This change will increase the utility and the size of force available in the event of a national emergency. It will result in Army personnel contributing more, and earlier in their careers, and therefore feeling more motivated and more valued. For the Regular Army, this will mean the potential deployment of sub-units from training establishments led by their instructors; for reserves it will mean that they are able to participate in training and UK deployments with their units at an earlier stage than previously. To prepare for this, all Regular and reserve Army personnel will now complete the military annual training tests, which qualify them to assist in UK resilience tasks, during phase 1 training.

Planning routinely to use Army phase 1 trained personnel to provide additional support to UK resilience tasks such as flood response, or to backfill for others deployed on such tasks including responding to terrorist attacks, will increase the pool of trained and disciplined manpower available by around 3,000 to 5,000 regulars and 1,800 reserves.

To reflect this, the term “trained strength” will now include all armed forces personnel trained in the core function of their service. The Army will recognise the size of its additional available force by including personnel who have completed phase 1 training within the trained strength. This, however, will not change the manifesto commitment, confirmed in the SDSR, to a Regular Army of 82,000. This will result in the addition of around 1,800 reservists to the overall trained Army Reserve: we will now also increase the target for trained Army reserves to 32,000 by 2025.
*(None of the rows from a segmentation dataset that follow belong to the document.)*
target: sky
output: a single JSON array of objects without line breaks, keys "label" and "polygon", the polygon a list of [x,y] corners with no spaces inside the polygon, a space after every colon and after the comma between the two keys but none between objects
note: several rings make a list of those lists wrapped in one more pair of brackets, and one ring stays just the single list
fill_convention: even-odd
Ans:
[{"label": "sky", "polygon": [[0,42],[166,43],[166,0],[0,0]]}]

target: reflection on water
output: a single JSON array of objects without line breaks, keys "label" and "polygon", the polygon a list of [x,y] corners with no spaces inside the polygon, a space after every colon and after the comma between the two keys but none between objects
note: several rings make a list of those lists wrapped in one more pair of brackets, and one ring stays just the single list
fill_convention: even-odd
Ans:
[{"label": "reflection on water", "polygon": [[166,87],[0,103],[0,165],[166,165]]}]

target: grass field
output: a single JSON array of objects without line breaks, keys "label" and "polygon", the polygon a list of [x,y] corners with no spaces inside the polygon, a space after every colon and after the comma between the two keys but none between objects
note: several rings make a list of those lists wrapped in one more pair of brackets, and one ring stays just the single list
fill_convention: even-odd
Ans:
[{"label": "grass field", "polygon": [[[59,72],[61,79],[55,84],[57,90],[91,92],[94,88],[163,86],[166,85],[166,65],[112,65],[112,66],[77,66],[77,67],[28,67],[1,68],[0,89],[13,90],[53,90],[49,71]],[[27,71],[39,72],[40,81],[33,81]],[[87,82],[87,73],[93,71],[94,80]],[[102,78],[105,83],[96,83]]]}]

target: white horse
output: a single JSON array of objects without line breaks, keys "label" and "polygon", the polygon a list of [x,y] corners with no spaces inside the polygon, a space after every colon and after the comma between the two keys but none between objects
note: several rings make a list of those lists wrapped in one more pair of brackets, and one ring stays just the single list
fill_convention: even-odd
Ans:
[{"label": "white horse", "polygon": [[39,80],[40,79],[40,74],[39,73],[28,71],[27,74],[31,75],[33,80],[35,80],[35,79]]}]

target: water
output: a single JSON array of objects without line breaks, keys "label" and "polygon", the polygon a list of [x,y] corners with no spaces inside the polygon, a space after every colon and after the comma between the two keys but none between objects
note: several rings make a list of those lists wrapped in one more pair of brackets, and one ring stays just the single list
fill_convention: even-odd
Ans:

This change does not affect the progress made in developing reserves phase 2 training. Each of the phase 2 training establishments will continue to deliver reserve focused phase 2 (and phase 3) training.

Trained strength numbers for the Royal Navy and Royal Air Force remain unaffected, reflecting the requirement for their personnel to complete phase 2 to be able to fulfil the core function of their respective services. This would not preclude Royal Navy or Royal Air Force phase 1 trained personnel contributing in the support of a UK resilience task in extreme circumstances.

A public consultation will be launched in due course on the inclusion of the revised trained strength figures within the monthly service personnel statistics publication. The revised Future Reserves 2020 strength growth profiles for the Army Reserve will be published following this consultation.